Hacker News new | comments | show | ask | jobs | submit login
Building a ‘People Who Like This Also Like’ Feature (benfrederickson.com)
108 points by benfrederickson 729 days ago | hide | past | web | 17 comments | favorite

The book 'Progranming Collective Intelligence' covers this topic and related ones really well.

I really like articles that use real data and let me play with it too. Nice.


If you really want to play around with it, all the code is on my github https://github.com/benfred/bens-blog-code/tree/master/distan... =)

My bias is towards matrix completion by rank minimization, but that's just, like, my opinion: http://coral.ie.lehigh.edu/~katyas/wp-content/OPTML/Lecture1...

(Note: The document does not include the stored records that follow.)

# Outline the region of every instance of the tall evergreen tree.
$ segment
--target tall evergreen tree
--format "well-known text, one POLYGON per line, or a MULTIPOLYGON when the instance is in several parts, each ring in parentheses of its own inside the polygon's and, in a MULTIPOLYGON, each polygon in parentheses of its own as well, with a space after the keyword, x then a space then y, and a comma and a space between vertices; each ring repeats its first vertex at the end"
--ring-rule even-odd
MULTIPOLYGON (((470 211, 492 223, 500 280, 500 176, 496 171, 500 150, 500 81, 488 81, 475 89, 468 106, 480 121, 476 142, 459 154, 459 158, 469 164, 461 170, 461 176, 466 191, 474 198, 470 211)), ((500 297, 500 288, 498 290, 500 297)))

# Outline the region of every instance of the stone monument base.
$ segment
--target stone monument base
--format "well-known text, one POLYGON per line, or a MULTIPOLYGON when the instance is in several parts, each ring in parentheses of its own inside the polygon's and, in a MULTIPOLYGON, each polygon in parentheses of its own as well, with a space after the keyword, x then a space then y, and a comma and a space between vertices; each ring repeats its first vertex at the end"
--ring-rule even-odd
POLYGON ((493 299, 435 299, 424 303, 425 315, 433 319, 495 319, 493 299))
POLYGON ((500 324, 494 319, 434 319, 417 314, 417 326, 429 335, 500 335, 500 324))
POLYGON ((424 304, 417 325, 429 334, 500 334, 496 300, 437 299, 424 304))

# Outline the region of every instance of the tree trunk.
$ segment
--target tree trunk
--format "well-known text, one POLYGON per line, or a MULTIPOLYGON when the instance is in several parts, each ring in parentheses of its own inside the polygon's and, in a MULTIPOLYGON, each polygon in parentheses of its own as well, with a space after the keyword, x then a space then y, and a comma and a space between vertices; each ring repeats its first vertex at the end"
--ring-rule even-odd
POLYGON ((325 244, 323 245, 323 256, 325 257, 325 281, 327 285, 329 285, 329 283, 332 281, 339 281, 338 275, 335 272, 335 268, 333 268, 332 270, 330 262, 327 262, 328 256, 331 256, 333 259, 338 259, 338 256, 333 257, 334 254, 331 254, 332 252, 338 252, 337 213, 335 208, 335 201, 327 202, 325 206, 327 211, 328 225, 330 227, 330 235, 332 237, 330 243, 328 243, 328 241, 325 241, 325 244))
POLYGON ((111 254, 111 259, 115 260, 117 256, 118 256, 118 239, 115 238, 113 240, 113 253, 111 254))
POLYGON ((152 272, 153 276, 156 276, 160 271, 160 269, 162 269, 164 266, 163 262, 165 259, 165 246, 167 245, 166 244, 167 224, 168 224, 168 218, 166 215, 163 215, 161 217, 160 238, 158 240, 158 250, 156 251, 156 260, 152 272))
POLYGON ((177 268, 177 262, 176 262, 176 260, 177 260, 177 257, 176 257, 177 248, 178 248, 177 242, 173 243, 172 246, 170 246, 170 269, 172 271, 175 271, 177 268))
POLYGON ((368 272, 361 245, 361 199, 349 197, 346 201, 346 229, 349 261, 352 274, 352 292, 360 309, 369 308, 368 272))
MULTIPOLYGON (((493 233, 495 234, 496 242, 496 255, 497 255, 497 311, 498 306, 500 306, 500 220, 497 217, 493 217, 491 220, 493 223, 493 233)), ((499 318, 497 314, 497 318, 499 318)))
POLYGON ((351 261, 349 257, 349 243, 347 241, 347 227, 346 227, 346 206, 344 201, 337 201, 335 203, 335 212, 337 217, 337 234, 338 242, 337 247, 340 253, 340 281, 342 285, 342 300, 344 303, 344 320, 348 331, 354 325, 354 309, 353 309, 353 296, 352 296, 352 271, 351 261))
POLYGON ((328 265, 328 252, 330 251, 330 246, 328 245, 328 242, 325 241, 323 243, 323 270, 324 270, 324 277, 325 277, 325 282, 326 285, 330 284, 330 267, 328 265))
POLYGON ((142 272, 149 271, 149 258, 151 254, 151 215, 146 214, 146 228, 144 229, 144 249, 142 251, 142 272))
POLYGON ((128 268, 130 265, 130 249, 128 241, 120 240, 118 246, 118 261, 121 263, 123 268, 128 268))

I like matrix factorization models too !

Most of the netflix prize style models will have problems with this sort of data though. The problem here is that you only have positive data, and no negative data: you can assume that artists the user listened are positive, but there is no explicit negative votes for artists the user didn’t like. This means that there is no gradient for Funk style (http://sifter.org/~simon/journal/20061211.html) SGD solvers to descend.

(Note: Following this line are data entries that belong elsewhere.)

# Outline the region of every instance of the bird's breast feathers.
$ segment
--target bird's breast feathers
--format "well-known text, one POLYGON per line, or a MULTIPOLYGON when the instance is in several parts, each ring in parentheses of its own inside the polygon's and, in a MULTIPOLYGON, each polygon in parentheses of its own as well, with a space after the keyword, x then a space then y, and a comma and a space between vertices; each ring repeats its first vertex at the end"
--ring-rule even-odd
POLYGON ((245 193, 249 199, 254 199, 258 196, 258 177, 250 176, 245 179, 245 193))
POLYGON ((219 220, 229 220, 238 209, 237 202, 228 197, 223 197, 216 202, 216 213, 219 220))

Better matrix factorization models would be something like the weighted ALS (http://labs.yahoo.com/files/HuKorenVolinsky-ICDM08.pdf) or BPR (http://www.ismll.uni-hildesheim.de/pub/pdfs/Rendle_et_al2009...) approaches which can handle this sort of thing directly.

Having said all that - this post isn’t about CF. Its just trying to explain some basic concepts in information retrieval using finding similar artists as a problem.

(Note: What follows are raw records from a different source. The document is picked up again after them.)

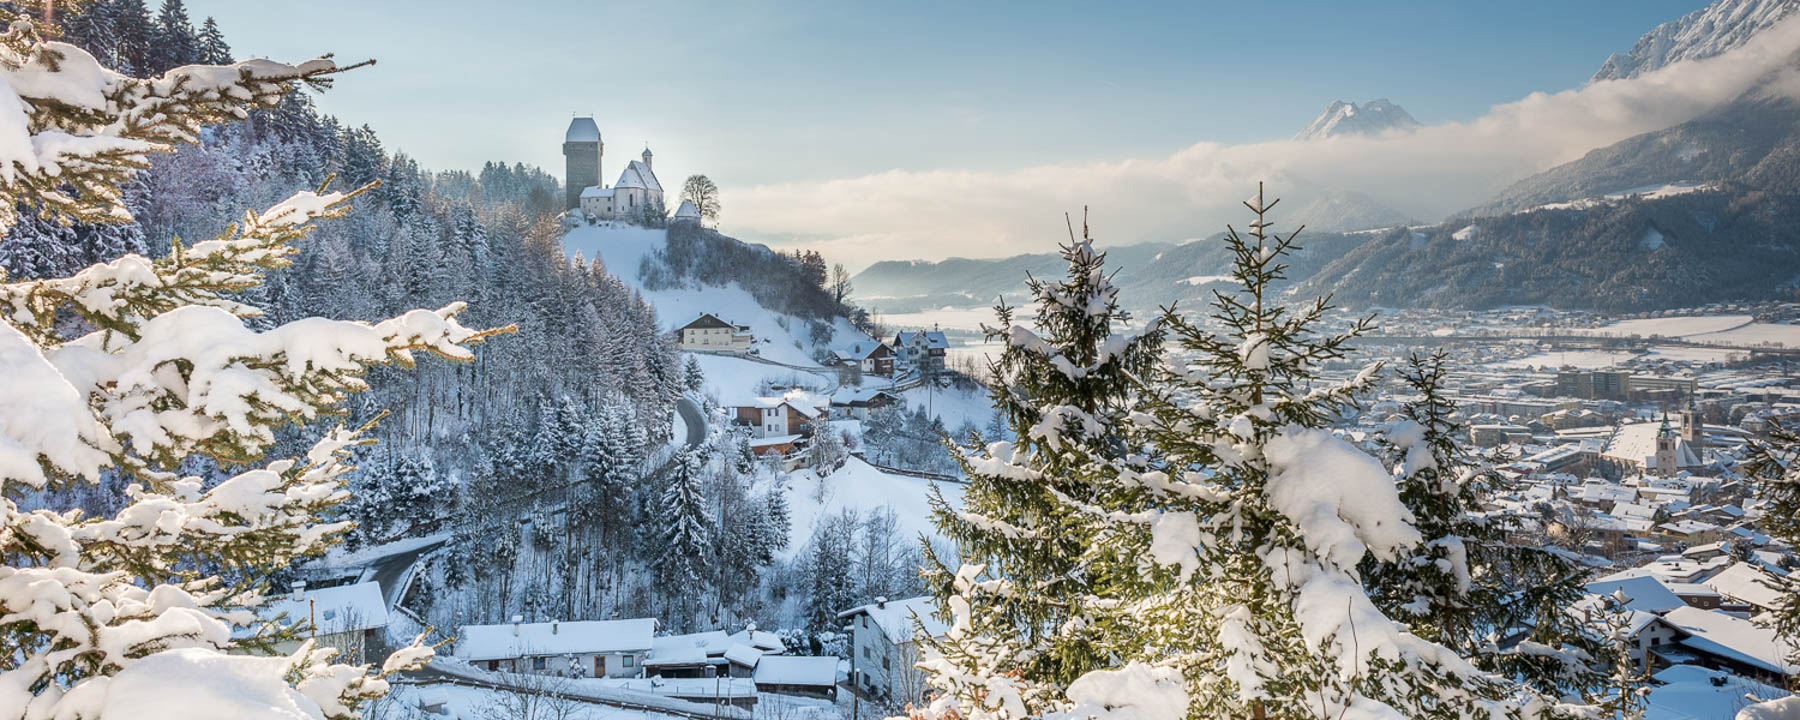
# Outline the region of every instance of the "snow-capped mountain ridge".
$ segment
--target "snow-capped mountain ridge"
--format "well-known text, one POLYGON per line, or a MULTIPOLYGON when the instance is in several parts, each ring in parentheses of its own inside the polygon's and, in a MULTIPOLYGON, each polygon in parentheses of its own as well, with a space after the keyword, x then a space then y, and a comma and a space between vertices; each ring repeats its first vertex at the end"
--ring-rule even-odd
POLYGON ((1625 54, 1613 53, 1589 82, 1633 78, 1683 60, 1709 58, 1748 42, 1800 9, 1800 0, 1716 0, 1656 26, 1625 54))
POLYGON ((1333 100, 1325 111, 1313 118, 1295 140, 1322 140, 1346 135, 1380 135, 1390 130, 1410 131, 1419 121, 1387 98, 1376 98, 1361 105, 1333 100))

I wonder if the premices are correct here. For me at least, if I am listening to, say, Kraftwerk, a good suggestion for next artist to listen to is not necessarily the artists most people who like Kraftwerk like. Kraftwerk is very old techno music. It is very influencial. It taste strongly like Electro music. It is also arranged like classical music (the guys were musically educated).

I could like it because I like to listen to precusors, and then a precursor for Metal like Napalm Death could be a good suggestion.

I could like it because I like Electro, and then a modern but less known Electro track could be fit.

I may like classic music done with electronic instruments, and then next track could be contemporary classic music.

I have no idea how to solve this. But I have always been disappointed by most suggestions I got from mixcloud or last.fm, because I either already know the proposed track or it do not fit my taste. The only good suggestions I ever got from outside are from friends that share my taste and explored different areas (e.g. I got into Raggamuffin from a Techno-friend)

So maybe another suggestion engine could work like this:

Find a couple of other users who have similar tastes. Propose artists they like but I may not know of yet.

Also, I am baffled that there is usually no "Hate it" button. No recommendation will ever work if the engine do not know that I hate Brit pop, guitar rifs in rock, female shouting (I can't even tolerate Bjork, sadly). In music, movies, art, food, we are much better defined by what we dislike (which is usually well-defined and stable) than what we like (which is open and changing), aren't we?

[edit: clarified]

> For me at least, if I am listening to, say, Kraftwerk, a good suggestion for next artist to listen to is not necessarily the artists most people who like Kraftwerk like.

There are several separate things here:

The article, as far as I can tell looks at "if you like X, you're more likely to like Y".

You're describing "if you enjoyed listening to X right now, you're likely to enjoy listening to Y right now" and "if you like X and Y, you're like user B, who also likes Z".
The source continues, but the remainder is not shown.